Ich fange ganz langsam an. Ich habe nur vier Übungen gemacht (Liegestütz, Bauchtraining, Kniebeuge und Klimmzüge). Jeweils nur eine Runde mir je 10 Wiederholungen.

Und nein, ich kann keinen einzigen “richtigen” Klimmzug. Ich habe Klimmzüge im Stehen gemacht mit einer Klimmzugstange, die ich in den Türrahmen geklemmt habe. Auch die Liegestütz habe ich im Stehen gemacht. Alles ganz sachte und easy.
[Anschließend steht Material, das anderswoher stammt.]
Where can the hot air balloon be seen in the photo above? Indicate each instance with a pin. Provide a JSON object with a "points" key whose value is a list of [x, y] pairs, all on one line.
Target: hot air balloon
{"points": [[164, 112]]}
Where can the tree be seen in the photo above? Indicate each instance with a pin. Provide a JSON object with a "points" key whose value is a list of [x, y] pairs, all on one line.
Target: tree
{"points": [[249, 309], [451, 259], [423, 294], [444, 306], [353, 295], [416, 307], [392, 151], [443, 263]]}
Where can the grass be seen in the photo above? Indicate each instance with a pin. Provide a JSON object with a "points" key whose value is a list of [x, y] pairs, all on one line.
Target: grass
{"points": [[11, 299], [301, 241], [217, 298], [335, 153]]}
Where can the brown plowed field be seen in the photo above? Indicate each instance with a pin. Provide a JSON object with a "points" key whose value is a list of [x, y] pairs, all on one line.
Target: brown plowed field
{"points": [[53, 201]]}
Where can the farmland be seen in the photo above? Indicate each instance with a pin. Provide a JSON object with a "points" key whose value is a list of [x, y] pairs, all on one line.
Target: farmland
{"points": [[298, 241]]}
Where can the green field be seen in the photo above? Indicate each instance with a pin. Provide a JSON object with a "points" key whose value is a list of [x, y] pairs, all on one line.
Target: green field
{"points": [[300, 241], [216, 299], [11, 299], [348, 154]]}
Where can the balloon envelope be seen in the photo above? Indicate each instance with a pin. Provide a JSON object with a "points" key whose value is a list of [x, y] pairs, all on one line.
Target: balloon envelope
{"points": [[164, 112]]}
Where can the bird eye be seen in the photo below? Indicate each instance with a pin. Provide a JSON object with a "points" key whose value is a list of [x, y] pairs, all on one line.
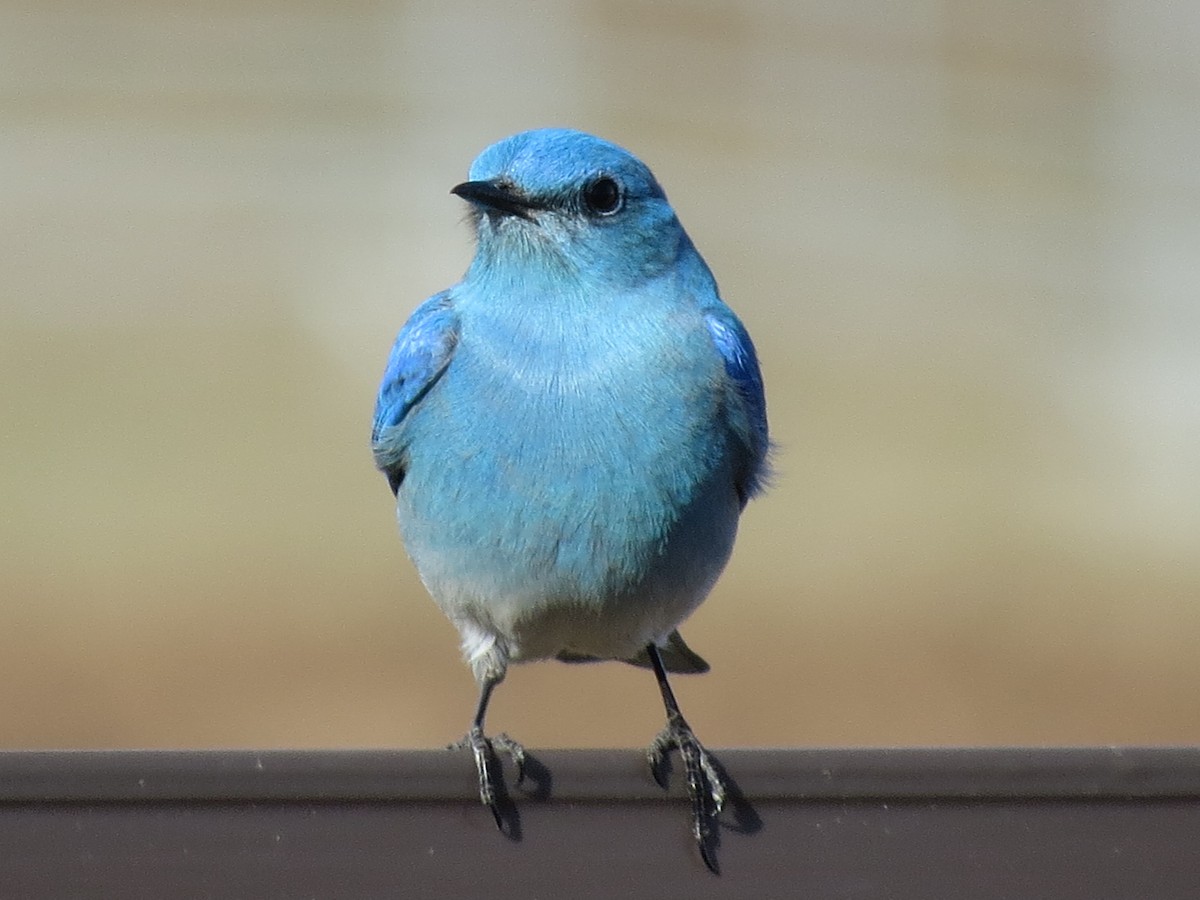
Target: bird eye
{"points": [[603, 196]]}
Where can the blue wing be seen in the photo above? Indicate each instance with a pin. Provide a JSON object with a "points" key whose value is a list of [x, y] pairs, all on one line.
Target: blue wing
{"points": [[748, 417], [420, 355]]}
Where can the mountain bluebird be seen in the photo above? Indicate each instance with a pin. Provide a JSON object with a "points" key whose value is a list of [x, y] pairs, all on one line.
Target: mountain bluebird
{"points": [[571, 432]]}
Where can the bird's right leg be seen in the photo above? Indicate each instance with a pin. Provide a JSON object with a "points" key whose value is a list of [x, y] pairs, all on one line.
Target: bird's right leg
{"points": [[484, 751]]}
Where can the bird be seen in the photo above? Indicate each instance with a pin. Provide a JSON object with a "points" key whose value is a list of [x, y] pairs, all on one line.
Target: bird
{"points": [[571, 433]]}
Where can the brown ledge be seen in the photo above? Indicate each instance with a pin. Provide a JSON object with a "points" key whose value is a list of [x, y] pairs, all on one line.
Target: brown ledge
{"points": [[973, 823]]}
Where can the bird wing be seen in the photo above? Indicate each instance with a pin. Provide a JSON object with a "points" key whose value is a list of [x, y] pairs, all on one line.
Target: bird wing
{"points": [[748, 415], [420, 355]]}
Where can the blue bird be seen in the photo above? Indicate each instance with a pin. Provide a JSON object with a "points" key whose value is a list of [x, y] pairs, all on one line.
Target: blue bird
{"points": [[571, 432]]}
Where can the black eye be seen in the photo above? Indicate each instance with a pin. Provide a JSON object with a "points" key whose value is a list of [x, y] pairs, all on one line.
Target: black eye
{"points": [[603, 196]]}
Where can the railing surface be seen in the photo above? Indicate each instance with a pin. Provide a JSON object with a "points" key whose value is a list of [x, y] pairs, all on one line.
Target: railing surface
{"points": [[971, 823]]}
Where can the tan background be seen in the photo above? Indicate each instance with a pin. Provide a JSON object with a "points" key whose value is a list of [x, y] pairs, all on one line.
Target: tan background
{"points": [[966, 238]]}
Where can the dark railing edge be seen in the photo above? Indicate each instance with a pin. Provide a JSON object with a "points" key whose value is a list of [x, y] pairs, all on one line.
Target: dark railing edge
{"points": [[581, 775]]}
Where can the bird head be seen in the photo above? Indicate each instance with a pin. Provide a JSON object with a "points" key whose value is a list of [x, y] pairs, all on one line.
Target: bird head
{"points": [[571, 204]]}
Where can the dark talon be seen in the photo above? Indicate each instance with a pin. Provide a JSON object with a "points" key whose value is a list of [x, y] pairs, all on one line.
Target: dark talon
{"points": [[484, 751], [706, 789]]}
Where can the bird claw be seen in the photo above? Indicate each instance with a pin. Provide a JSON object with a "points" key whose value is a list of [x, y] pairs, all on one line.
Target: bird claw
{"points": [[484, 750], [706, 787]]}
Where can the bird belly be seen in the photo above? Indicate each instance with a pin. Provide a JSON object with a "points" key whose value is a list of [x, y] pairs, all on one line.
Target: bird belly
{"points": [[591, 528]]}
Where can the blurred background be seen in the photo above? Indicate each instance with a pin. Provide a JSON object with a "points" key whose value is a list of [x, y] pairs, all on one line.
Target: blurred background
{"points": [[965, 237]]}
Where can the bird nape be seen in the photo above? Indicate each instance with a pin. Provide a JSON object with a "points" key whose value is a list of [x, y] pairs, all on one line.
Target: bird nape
{"points": [[571, 433]]}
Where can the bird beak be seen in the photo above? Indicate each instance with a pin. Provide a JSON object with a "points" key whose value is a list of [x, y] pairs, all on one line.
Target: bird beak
{"points": [[493, 196]]}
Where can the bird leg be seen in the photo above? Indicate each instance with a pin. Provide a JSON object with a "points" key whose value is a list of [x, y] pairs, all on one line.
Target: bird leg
{"points": [[484, 751], [706, 789]]}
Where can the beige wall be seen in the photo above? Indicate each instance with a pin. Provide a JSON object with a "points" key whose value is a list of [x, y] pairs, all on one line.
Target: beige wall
{"points": [[966, 238]]}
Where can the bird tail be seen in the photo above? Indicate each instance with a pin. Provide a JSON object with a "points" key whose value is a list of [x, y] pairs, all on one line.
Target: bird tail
{"points": [[676, 655]]}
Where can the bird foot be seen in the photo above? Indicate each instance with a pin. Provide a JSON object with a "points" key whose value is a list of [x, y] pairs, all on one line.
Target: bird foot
{"points": [[706, 789], [484, 750]]}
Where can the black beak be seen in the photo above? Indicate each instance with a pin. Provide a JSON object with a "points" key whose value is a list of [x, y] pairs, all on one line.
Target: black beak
{"points": [[495, 196]]}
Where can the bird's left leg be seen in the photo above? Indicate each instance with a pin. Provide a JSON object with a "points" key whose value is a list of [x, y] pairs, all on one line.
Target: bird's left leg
{"points": [[484, 750], [706, 789]]}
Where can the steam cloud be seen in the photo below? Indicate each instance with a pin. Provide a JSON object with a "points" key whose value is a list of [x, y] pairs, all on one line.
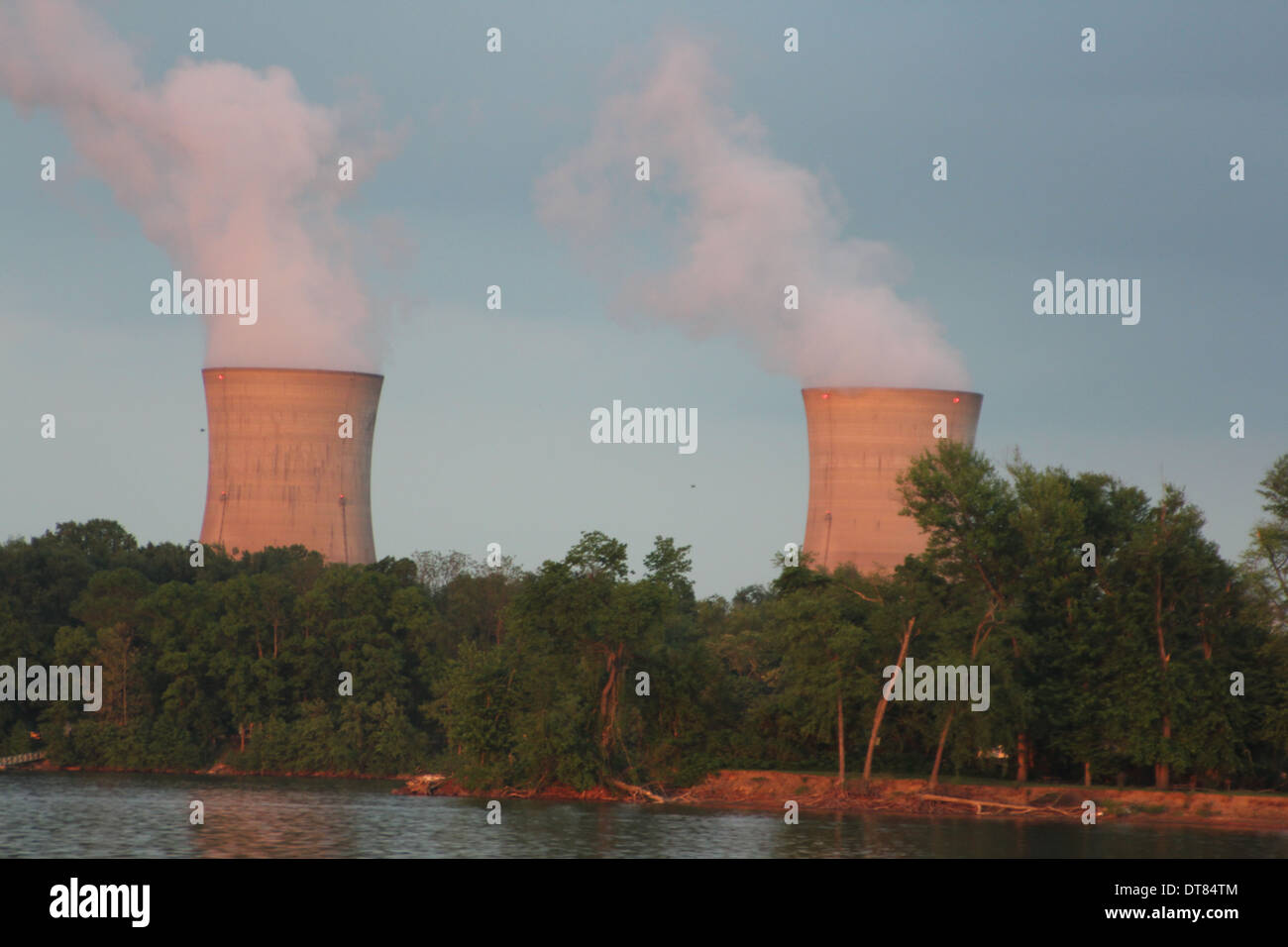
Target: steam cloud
{"points": [[738, 226], [227, 169]]}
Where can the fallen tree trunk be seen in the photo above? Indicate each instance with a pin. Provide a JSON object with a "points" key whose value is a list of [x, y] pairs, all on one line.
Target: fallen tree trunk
{"points": [[638, 789]]}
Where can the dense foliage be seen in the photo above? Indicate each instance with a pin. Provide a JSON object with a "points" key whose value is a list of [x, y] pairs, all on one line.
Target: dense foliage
{"points": [[1121, 646]]}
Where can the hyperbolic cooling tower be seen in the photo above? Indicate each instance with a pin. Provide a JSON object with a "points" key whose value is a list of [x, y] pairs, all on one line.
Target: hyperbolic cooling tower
{"points": [[859, 440], [279, 472]]}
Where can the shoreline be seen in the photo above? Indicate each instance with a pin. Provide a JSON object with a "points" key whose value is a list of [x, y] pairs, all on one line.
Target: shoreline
{"points": [[768, 789]]}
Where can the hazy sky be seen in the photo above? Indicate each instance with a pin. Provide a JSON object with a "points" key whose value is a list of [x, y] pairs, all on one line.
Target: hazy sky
{"points": [[1104, 165]]}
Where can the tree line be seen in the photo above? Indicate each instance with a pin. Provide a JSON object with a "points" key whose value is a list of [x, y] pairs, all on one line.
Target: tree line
{"points": [[1122, 648]]}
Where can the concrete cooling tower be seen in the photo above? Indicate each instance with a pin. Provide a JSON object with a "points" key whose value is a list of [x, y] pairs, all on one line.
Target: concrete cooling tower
{"points": [[859, 440], [279, 471]]}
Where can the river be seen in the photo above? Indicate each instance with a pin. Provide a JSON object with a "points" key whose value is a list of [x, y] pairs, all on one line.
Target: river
{"points": [[130, 815]]}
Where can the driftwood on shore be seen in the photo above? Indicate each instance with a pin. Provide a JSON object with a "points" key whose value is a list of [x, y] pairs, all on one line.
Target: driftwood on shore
{"points": [[638, 789], [980, 802]]}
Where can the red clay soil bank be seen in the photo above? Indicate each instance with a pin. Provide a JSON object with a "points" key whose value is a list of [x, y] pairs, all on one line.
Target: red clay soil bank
{"points": [[765, 789]]}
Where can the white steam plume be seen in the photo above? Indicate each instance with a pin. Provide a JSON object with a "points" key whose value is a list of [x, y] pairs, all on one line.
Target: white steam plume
{"points": [[228, 169], [738, 226]]}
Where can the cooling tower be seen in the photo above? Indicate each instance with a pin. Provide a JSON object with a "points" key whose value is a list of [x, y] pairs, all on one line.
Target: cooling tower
{"points": [[279, 471], [859, 440]]}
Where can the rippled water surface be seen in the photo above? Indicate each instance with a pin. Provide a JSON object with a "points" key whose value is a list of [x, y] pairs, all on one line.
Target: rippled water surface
{"points": [[119, 815]]}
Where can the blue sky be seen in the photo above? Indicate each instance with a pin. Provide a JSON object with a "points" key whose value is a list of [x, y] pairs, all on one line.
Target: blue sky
{"points": [[1113, 163]]}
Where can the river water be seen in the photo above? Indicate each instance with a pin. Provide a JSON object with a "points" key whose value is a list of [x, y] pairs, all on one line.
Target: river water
{"points": [[129, 815]]}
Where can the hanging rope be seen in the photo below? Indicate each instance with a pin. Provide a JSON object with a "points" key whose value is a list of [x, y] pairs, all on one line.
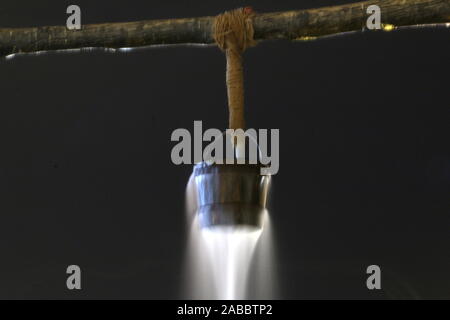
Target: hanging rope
{"points": [[233, 32]]}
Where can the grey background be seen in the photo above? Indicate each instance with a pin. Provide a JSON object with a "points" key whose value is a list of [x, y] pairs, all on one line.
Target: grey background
{"points": [[86, 176]]}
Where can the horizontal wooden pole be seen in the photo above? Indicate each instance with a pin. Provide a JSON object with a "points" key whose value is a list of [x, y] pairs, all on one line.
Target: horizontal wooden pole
{"points": [[291, 25]]}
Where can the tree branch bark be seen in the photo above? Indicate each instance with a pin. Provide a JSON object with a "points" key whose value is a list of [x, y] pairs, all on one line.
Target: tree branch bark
{"points": [[291, 25]]}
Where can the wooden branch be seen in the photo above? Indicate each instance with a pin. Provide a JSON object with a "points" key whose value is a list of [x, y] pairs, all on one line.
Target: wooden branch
{"points": [[299, 24]]}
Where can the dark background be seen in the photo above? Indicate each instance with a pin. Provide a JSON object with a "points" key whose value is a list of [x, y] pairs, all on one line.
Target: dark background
{"points": [[86, 176]]}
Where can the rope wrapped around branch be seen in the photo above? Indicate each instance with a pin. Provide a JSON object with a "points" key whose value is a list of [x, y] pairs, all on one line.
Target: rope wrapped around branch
{"points": [[233, 33]]}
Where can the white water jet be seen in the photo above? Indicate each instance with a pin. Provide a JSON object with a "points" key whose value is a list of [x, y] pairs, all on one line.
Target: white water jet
{"points": [[220, 259]]}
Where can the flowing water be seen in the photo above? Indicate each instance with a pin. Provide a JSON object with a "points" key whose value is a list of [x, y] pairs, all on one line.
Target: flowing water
{"points": [[228, 263]]}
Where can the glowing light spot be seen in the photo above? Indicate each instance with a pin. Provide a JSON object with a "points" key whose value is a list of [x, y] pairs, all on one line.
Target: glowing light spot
{"points": [[388, 27]]}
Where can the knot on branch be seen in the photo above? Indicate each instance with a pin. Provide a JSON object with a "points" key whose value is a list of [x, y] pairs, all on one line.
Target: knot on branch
{"points": [[234, 30]]}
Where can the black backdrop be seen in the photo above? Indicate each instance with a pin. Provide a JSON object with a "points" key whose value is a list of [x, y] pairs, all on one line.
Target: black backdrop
{"points": [[86, 176]]}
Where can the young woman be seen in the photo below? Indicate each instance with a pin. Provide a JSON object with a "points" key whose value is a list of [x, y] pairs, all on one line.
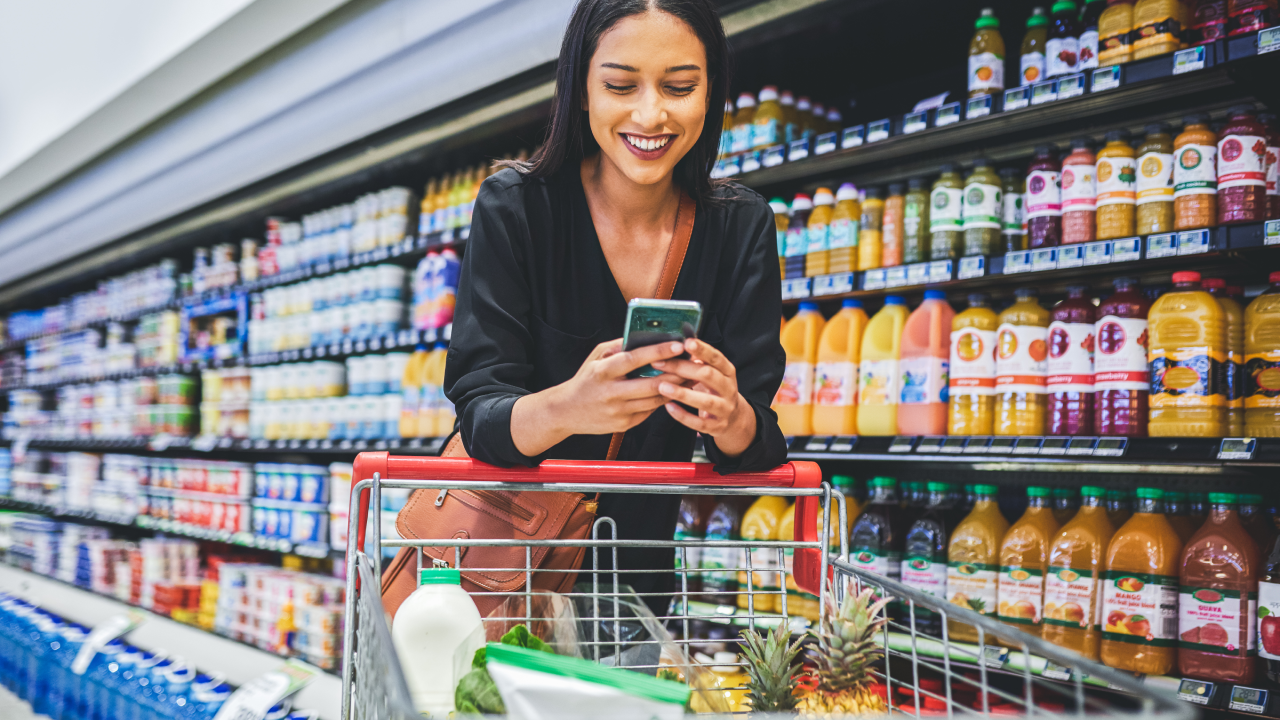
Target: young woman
{"points": [[560, 245]]}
Als Grundlage für das Training dient mir das Buch “Trainieren wie im Knast” von Paul Wade als Grundlage. Für Anfänge ein tolles Buch. Die einzelnen Übungen steigern sich ganz langsam.

Das Problem beim Training ist, dass die Muskeln sich relativ schnell anpassen und kräftiger werden. Die Sehnen und Bänder brauchen aber ein wenig länger dafür. Daher starte ich ganz langsam und ganz einfach – zurzeit fühlt es sich zu einfach an. Das muss ich zugeben. Aber ich bin überzeugt davon, dass mir dieser langsame Fortschritt nachher bei den schwierigeren Übungen helfen wird und ich schneller zum Erfolg komme – zu einem nachhaltigen Erfolg. So gebe ich den Bändern und Sehnen die notwendige Zeit, um sich zu entwickeln und stärker zu werden.

Ich dann wenn ich an drei Tagen aufeinander meine vorgegebenen Wiederholungen absolviert habe gehe ich zum nächsten Level. Die jeweils eine Runde mit 10 Wiederholungen in dieser Woche konnte ich sehr gut absolvieren. Nächste Woche wird es ein wenig schwieriger. Die Übungen bleiben die gleichen. Aber es gibt dann zwei Runden mit jeweils 25 Wiederholungen!